Urgences : "Il manque 10 000 aides-soignants, infirmiers, brancardiers et personnels d'accueil dans les services"
Les annonces de la ministre de la Santé n'ont pas convaincu l'Association des médecins urgentistes de France et son porte parole Christophe Prudhomme.
"C'est très insuffisant au regard de la crise que connaissent les urgences aujourd'hui", a réagi vendredi 14 juin sur franceinfo le docteur Christophe Prudhomme, porte-parole de l’Association des médecins urgentistes de France après les annonces de la ministre de la Santé, pour calmer la colère des urgentistes, en grève depuis trois mois.
Agnès Buzyn débloque une enveloppe de 70 millions d'euros, dont 15 millions pour pouvoir recruter dès cet été. Pour Christophe Prudhomme, "la ministre a mis beaucoup de temps à répondre et quand elle répond, elle est en retard par rapport aux revendications".
franceinfo : Êtes-vous satisfait des premières annonces d'Agnès Buzyn après une rencontre avec les principaux syndicats des hôpitaux ?
Christophe Prudhomme : Une prime de cent euros, c'est toujours un premier effort, mais il n'y a que 15 millions d'euros pour les effectifs. Or, la première revendication porte sur les effectifs. 15 millions d'euros, c'est à peu près 350 emplois, à peu près un demi-poste par service d'urgence. C'est très en deçà de ce que l'on demande. Elle [Agnès Buzyn] a oublié une revendication qui est celle de la réouverture de lits, nous manquons de lits. Nous sommes à la veille de l'été et pour soulager immédiatement la charge de travail dans les services d'urgence, il faut éliminer ce qu'on appelle l'hospitalisation brancard, c'est-à-dire des patients qui restent dans les urgences, dont on doit s'occuper, faire leur toilette, leur donner à manger et les surveiller médicalement. C'est très insuffisant au regard de la crise que connaissent les urgences aujourd'hui. Certains ont parlé d'un plan Marshall pour les urgences et pour l'hôpital.
La ministre veut recruter, mais va-t-on pouvoir trouver des candidats ?
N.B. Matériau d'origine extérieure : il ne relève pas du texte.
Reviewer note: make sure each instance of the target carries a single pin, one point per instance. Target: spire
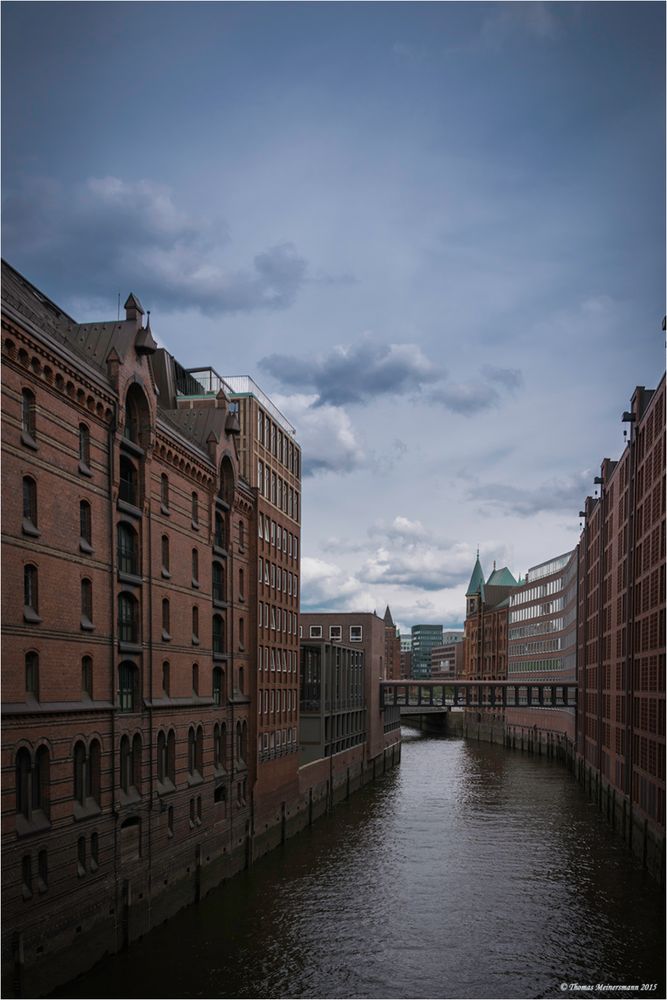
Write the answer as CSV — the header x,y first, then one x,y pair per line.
x,y
476,585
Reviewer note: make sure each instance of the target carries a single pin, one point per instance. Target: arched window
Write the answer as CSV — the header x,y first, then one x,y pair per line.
x,y
28,414
136,762
125,764
164,492
218,582
218,635
161,756
192,750
129,487
128,618
128,677
84,447
137,416
128,549
219,533
29,505
32,674
86,603
217,686
171,756
165,619
30,589
199,750
85,525
164,550
227,481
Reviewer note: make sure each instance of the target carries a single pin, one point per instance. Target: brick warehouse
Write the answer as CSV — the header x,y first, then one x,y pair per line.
x,y
150,713
621,633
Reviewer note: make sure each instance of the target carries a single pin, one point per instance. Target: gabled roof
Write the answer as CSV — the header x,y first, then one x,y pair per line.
x,y
476,585
501,578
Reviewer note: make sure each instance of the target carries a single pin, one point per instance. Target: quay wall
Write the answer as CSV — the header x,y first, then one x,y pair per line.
x,y
36,964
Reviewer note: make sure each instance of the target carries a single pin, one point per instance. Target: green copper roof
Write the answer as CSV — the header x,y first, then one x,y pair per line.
x,y
476,585
501,578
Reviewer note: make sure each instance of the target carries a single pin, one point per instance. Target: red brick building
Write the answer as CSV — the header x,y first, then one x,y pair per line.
x,y
621,632
131,596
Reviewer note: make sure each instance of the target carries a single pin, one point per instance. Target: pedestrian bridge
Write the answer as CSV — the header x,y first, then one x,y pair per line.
x,y
430,696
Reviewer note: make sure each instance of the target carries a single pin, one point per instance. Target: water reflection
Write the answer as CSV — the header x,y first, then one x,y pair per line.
x,y
470,871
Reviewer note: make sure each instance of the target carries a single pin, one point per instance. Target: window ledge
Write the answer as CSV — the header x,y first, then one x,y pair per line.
x,y
38,821
128,508
86,809
129,647
28,440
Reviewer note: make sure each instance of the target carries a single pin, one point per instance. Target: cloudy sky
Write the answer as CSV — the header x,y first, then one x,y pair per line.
x,y
434,233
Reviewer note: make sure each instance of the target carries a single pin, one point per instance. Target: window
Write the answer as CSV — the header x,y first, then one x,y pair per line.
x,y
84,448
86,604
165,620
129,489
128,618
164,493
218,635
218,582
87,676
85,527
32,675
30,594
28,416
217,686
32,783
128,549
128,693
29,506
219,535
164,551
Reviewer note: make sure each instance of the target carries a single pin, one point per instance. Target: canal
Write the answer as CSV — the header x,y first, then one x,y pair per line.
x,y
469,871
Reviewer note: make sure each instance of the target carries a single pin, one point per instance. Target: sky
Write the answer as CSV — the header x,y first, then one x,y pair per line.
x,y
433,233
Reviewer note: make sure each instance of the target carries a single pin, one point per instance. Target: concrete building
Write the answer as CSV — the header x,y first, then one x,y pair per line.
x,y
333,703
621,631
542,642
447,659
424,639
364,631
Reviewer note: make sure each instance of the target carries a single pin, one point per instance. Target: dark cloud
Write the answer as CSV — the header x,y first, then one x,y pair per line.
x,y
107,235
562,494
356,374
469,398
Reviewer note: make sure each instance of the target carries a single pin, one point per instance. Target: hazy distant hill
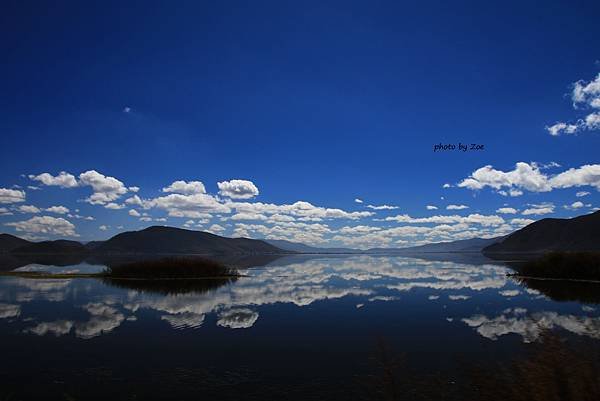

Dans les services d'urgences, on peut recruter des infirmiers et des aides-soignants. C'est ce dont nous avons besoin, encore faut-il que les conditions de travail et les rémunérations s'améliorent. C'est le serpent qui se mord la queue. Nous avons les infirmières les plus mal payées d'Europe. Pour les mettre au niveau de la moyenne européenne, il faudrait que les infirmières soient augmentées d'un minimum de 400 euros. Ne parlons pas des aides-soignantes qui sont payées une misère. Ces métiers deviennent de moins en moins attractifs, on est dans une spirale infernale de la régression. C'est quand même un service essentiel, les urgences, il faut que les efforts soient à la hauteur de l'enjeu. On a l'impression que la ministre a mis beaucoup de temps à répondre et quand elle répond, elle est en retard par rapport aux revendications.
Cette prime de risque de 100 euros par mois, c'est quelque chose de positif ?
C'est toujours satisfaisant, mais nous on demande 300 [euros]. Et puis, ce n'est pas une prime qui va régler le problème des effectifs. Ce dont nous avons besoin aux urgences, ce sont des effectifs supplémentaires et des lits. Nous demandons un moratoire sur toute fermeture de service et de lit, or madame Buzyn continue à donner des consignes aux agences régionales de santé, de fermer des lits dans les services de très nombreux hôpitaux. Entre le discours et la réalité sur le terrain, il y a de très grandes différences qui mettent mes collègues très en colère. Aujourd'hui, les gens sont épuisés, on demande des embauches massives. Il manque 10 000 aides-soignants, infirmiers, brancardiers ou personnels d'accueil dans les services d'urgence en France, et la ministre nous en propose 350. Cet été va être encore très difficile, l'hiver prochain également. C'est la crise en permanence aux urgences. Aujourd'hui, ce que nous demandons ce sont de vraies négociations et pas des shows médiatiques comme celui de ce matin où la ministre vient et fait de grandes annonces face à la presse.